"Science" in India
Steve Farmer
saf at SAFARMER.COM
Wed Oct 18 18:21:46 UTC 2000
The unusual attraction of Indian engineers for pop-Hindu
mythologized history (think of Rajaram, Kak, or many
correspondents on this List) makes a lot of sense if we consider
the current abysmal state of Indian scientific education. See the
scathing cover story in the current issue of OUTLOOK, which among
much else laments the "widespread plagiarism," "pervasive
mediocrity," "mountain of junk papers, with a very low citation
index," and undue emphasis on military technology that currently
characterizes Indian science. There obviously are many top-flight
Indian scientists around -- some quoted in the article -- but on
the average what passes for scientific education in India is
abysmally poor. The emphasis on narrow technological training,
moreover (resulting, as the article puts it, in "an army of
techno-coolies") means that most Indian engineers and scientists
receive virtually no humanistic training at all. If scientific
training is this mediocre in India, why would we expect
first-rate thinking when Indian engineers turn to history.
Please note that OUTLOOK -- which has the widest circulation of
any magazine in India -- is on the whole a fairly nationalistic
magazine. It certainly cannot be accused of India-bashing.
You can read the article online at:
http://www.outlookindia.com/20001023/coverstory.htm
Steve Farmer
Lars Martin Fosse:
> I have said this before, but apparently it needs saying again: The only
> thing we expect of engineers, physicists, mathematicians etc. with an
> Indological itch is to do their homework. That is, read the relevant
> research material on a given topic and state their critique in a civilized,
> academic manner. There are engineers etc. who actually manage to do this.
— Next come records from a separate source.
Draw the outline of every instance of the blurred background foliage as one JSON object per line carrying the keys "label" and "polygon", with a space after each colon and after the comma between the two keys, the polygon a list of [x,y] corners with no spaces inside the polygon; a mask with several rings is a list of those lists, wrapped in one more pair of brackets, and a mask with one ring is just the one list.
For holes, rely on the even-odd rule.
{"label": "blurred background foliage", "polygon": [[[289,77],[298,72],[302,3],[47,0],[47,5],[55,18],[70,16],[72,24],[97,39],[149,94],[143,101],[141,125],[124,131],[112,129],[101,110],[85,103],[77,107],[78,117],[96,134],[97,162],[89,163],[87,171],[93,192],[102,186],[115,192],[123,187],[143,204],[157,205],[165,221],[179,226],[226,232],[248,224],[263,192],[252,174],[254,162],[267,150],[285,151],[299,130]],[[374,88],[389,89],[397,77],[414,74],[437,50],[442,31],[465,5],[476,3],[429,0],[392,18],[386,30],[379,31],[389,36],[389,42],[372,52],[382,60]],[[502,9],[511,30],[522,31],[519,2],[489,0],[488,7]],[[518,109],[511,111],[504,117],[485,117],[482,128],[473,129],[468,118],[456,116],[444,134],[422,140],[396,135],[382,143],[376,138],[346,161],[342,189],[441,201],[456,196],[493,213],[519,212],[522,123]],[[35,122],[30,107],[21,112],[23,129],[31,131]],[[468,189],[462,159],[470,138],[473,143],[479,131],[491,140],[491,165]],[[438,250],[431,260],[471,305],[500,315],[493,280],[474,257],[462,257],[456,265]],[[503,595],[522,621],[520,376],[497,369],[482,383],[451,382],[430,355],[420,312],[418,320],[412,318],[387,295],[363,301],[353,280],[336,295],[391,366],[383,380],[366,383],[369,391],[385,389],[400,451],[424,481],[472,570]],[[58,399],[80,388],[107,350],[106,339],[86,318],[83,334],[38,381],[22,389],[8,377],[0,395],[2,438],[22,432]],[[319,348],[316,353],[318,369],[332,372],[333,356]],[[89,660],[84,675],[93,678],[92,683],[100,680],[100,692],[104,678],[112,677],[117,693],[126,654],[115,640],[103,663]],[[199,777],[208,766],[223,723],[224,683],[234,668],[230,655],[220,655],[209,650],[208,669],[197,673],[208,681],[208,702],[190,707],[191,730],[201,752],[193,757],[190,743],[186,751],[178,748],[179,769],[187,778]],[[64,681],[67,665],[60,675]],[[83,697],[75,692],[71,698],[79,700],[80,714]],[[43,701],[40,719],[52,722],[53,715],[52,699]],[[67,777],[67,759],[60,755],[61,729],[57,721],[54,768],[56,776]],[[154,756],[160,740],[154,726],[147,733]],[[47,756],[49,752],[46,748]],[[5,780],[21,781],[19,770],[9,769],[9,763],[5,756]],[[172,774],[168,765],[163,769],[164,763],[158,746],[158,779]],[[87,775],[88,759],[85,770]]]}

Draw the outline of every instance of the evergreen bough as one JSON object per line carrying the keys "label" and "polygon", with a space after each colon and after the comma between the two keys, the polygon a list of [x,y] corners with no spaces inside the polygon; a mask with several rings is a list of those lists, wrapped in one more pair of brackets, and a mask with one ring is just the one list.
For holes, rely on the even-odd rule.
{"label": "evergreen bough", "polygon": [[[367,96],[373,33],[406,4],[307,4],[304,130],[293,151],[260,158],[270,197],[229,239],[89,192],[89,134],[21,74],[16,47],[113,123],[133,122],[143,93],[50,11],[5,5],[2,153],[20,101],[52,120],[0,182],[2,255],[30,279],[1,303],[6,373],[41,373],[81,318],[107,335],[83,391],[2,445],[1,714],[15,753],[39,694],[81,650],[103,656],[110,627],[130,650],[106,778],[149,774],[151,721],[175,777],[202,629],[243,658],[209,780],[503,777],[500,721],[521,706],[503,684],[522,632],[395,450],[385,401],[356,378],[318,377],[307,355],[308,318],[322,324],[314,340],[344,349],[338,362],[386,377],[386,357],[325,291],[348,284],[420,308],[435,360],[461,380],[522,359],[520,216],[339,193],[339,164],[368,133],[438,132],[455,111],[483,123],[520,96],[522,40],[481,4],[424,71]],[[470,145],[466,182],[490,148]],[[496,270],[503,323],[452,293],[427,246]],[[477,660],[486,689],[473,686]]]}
> Imagine the reverse situation: LMF reads two thin volumes on popular
> physics (e.g. "Electrons for Everybody", "Physics Even Mom Could Do"),
> thinks deeply about what he has learned for a couple of days and then
> lashes out at seasoned scientists for not seeing what has become obvious to
> him. Like: electrons are not what you think they are, they are quite to the
> contrary...
> [feel free to imagine an impossible theory].
>
> I am sorry for the parody, but this is precisely the impression some
> engineers etc. create on this list. I am afraid that even sensible
> engineers etc. get lumped together with the all-too-imaginative-and-naive,
> but there it is: this is the mechanism behind all prejudice. We are not
> better than the rest of humankind.